In a recent paper I’ve been working on with Mark Hannah that he’s presenting this week at the International Communications Association conference, we take on the question of whether and how “big data” can be used to study the culture of a population.
By “big data” we meant, roughly large social media data sets. The pitfalls of using this sort of data for any general study of a population are perhaps best articled by Tufekci (2014). In short: studies based on social media data are often sampling on the dependent variable because they only consider the people representing themselves on social media, though this is only a small portion of the population. To put it another way, the sample suffers from the 1% rule of Internet cultures: for any on-line community, only 1% create content, 10% interact with the content somehow, and the rest lurk. The behavior and attitudes of the lurkers, in addition to any field effects in the “background” of the data (latent variables in the social field of production), are all out of band and so opaque to the analyst.
By “the culture of a population”, we meant something specific: the distribution of values, beliefs, dispositions, and tastes of a particular group of people. The best source we found on this was Marsden and Swingle (1994), and article from a time before the Internet had started to transform academia. Then and perhaps now, the best way to study the distribution of culture across a broad population was a survey. The idea is that you sample the population according to some responsible statistics, you ask them some questions about their values, beliefs, dispositions, and tastes, and you report the results. Viola!

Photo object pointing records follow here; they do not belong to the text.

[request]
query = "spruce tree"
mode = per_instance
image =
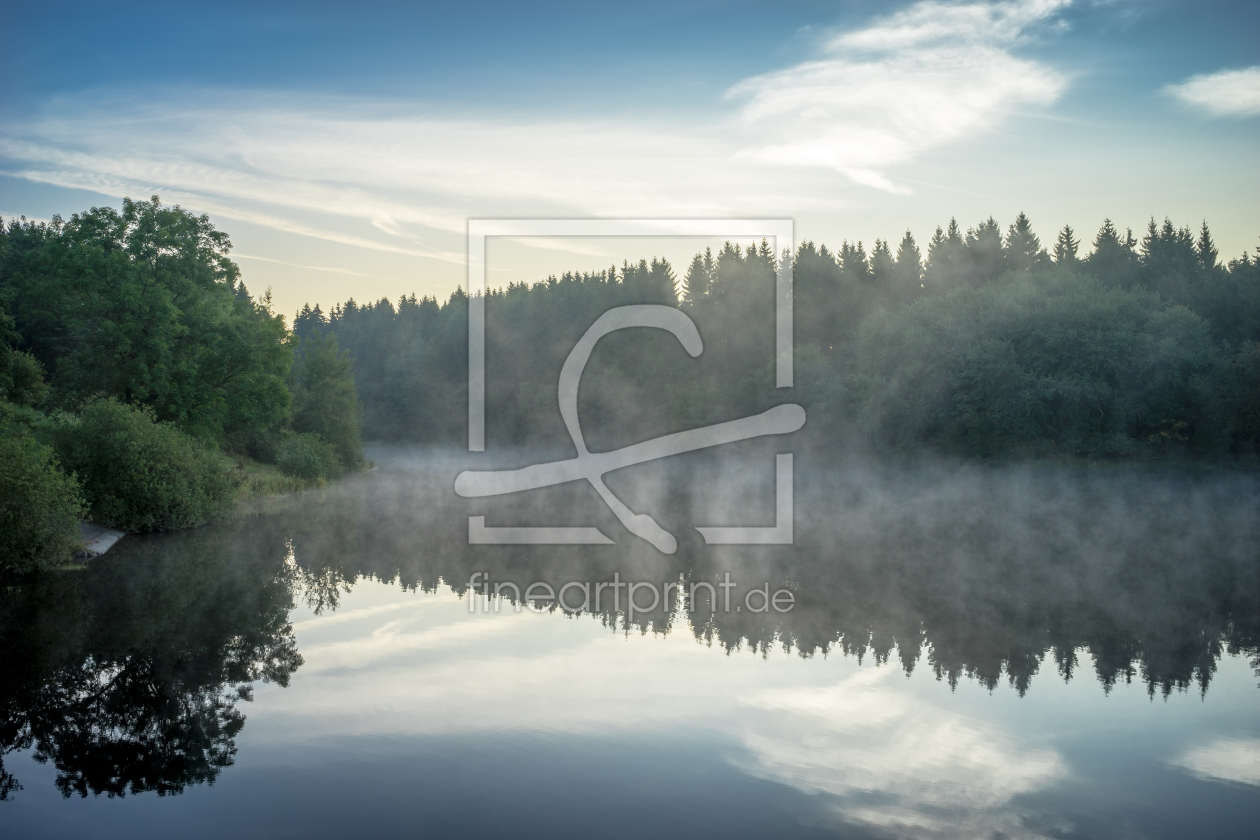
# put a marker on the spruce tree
(1023, 251)
(882, 266)
(1066, 247)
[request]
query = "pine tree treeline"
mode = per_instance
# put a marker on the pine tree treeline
(1138, 346)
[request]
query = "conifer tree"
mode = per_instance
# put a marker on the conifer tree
(1206, 248)
(984, 257)
(1066, 247)
(696, 282)
(882, 266)
(1023, 251)
(910, 270)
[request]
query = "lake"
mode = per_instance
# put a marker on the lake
(944, 651)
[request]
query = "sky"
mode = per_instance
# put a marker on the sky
(344, 146)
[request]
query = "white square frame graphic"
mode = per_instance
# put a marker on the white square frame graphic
(780, 231)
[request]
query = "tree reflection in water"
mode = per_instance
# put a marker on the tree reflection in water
(127, 675)
(982, 572)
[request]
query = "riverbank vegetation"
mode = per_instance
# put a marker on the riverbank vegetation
(139, 375)
(988, 346)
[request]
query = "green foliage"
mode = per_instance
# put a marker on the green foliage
(1242, 389)
(1052, 363)
(309, 457)
(22, 377)
(140, 474)
(43, 505)
(325, 402)
(144, 305)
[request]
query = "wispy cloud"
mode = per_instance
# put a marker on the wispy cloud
(1225, 93)
(922, 77)
(1232, 760)
(933, 772)
(403, 178)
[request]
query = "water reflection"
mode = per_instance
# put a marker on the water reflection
(985, 573)
(127, 675)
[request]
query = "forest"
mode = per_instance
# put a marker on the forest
(141, 385)
(988, 346)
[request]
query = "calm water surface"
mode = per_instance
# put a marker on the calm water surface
(1021, 652)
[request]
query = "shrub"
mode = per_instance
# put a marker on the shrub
(139, 474)
(308, 456)
(325, 402)
(42, 506)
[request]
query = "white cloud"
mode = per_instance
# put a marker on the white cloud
(397, 178)
(935, 773)
(1226, 93)
(1234, 760)
(920, 78)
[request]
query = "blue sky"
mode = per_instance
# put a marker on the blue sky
(344, 145)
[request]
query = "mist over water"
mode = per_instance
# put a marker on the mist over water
(962, 644)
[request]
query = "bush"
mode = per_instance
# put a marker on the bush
(42, 506)
(325, 402)
(139, 474)
(306, 456)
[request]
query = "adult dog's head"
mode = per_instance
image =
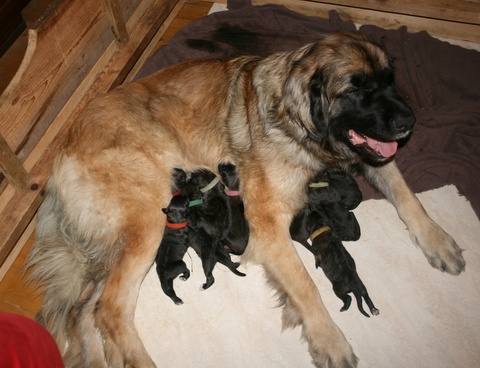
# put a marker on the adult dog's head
(342, 90)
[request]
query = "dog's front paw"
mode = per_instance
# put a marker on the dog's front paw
(441, 250)
(333, 352)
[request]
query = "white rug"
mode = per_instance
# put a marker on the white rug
(427, 319)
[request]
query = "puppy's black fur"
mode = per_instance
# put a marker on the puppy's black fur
(179, 178)
(336, 200)
(209, 224)
(329, 206)
(335, 261)
(237, 237)
(173, 247)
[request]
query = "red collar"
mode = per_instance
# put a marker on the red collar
(172, 225)
(232, 193)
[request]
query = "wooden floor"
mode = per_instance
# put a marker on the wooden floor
(16, 296)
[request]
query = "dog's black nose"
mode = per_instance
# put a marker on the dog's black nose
(404, 123)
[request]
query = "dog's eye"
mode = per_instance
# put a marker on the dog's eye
(351, 90)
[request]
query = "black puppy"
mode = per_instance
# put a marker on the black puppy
(209, 222)
(173, 247)
(336, 193)
(335, 261)
(237, 237)
(179, 179)
(339, 267)
(327, 220)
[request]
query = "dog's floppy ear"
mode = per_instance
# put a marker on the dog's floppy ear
(316, 105)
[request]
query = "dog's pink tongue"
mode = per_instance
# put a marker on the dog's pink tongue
(386, 149)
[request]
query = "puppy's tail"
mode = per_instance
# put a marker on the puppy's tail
(57, 266)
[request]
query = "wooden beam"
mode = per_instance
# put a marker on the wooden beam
(11, 167)
(18, 208)
(440, 28)
(119, 28)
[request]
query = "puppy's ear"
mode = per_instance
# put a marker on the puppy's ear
(316, 105)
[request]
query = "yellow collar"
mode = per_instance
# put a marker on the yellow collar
(319, 232)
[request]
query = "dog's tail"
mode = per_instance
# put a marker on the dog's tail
(56, 265)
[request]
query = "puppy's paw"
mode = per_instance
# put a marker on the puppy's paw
(441, 250)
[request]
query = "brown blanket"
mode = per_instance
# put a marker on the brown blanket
(439, 80)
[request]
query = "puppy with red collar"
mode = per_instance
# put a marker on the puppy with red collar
(174, 245)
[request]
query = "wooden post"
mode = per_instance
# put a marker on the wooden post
(11, 167)
(119, 27)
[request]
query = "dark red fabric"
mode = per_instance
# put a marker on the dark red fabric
(439, 80)
(25, 343)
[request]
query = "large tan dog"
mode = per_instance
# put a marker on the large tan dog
(280, 120)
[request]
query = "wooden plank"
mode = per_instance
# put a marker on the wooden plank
(62, 58)
(457, 11)
(109, 71)
(11, 167)
(440, 28)
(119, 27)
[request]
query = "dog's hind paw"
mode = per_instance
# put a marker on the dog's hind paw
(340, 355)
(441, 250)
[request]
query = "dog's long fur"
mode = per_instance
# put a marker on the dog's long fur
(279, 120)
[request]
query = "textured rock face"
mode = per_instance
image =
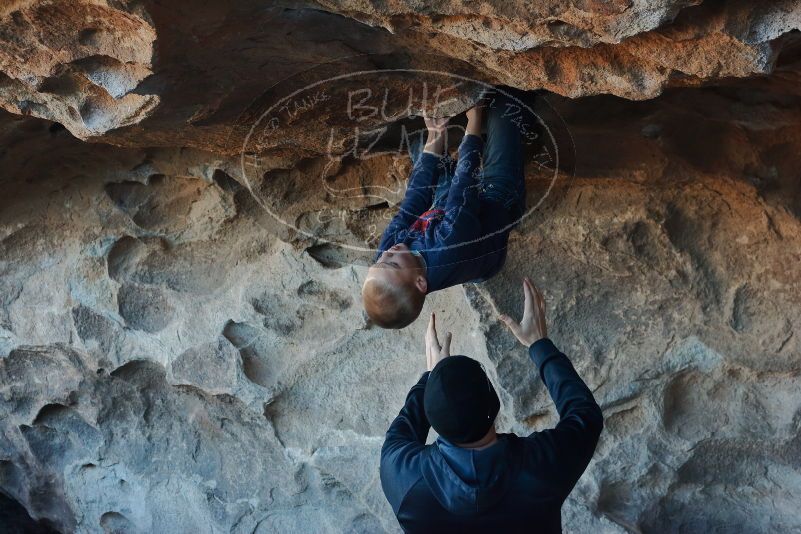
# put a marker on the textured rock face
(172, 358)
(147, 74)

(Given the methodological divergence here, the fact that many people, especially ‘people on the Internet’, now view culture mainly through the lens of other people on the Internet is obviously a huge problem. Most people are not in this sample, and yet we pretend that it is representative because it’s easily available for analysis. Hence, our concept of culture (or cultures) is screwy, reflecting much more than is warranted whatever sorts of cultures are flourishing in a pseudonymous, bot-ridden, commercial attention economy.)
Can we productively combine social media data with surveys methods to get a better method for studying the culture of a population? We think so. We propose the following as a general method framework:
(1) Figure out the population of interest by their stable, independent ‘population traits’ and look for their activity on social media. Sample from this.
(2) Do exploratory data analysis to inductively get content themes and observations about social structure from this data.
(3) Use the inductively generated themes from step (2) to design a survey addressing cultural traits of the population (beliefs, values, dispositions, tastes).
(4) Conduct a stratified sample specifically across social media creators, synthesizers (e.g. people who like, retweet, and respond), and the general population and/or known audience, and distribute the survey.
(5) Extrapolate the results to general conclusions.
(6) Validate the conclusions with other data or not discrepancies for future iterations.
I feel pretty good about this framework as a step forward, except that in the interest of time we had to sidestep what is maybe the most interesting question raised by it, which is: what’s the difference between a population trait and a cultural trait.
Here’s what we were thinking:
|Population trait||Cultural trait|
|Location||Twitter use (creator, synthesizer, lurker, none)|
|Age||Political views: left, right, center|
|Permanent unique identifier||Attitude towards media|
|Preferred news source|
|Pepsi or coke?|
One thing to note: we decided that traits about media production and consumption were a subtype of cultural traits. I.e., if you use Twitter, that’s a particular cultural trait that may be correlated with other cultural traits. That makes the problem of sampling on the dependent variable explicit.
But the other thing to note is that there are certain categories that we did not put on this list. Which ones? Gender, race, etc. Why not? Because choosing whether these are population traits or cultural traits opens a big bag of worms that is the subject of active political contest. That discussion was well beyond the scope of the paper!
The dicey thing about this kind of research is that we explicitly designed it to try to avoid investigator bias. That includes the bias of seeing the world through social categories that we might otherwise naturalize of reify. Naturally, though, if we were to actually conduct this method on a sample, such as, I dunno, a sample of Twitter-using academics, we would very quickly discover that certain social categories (men, women, person of color, etc.) were themes people talked about and so would be included as survey items under cultural traits.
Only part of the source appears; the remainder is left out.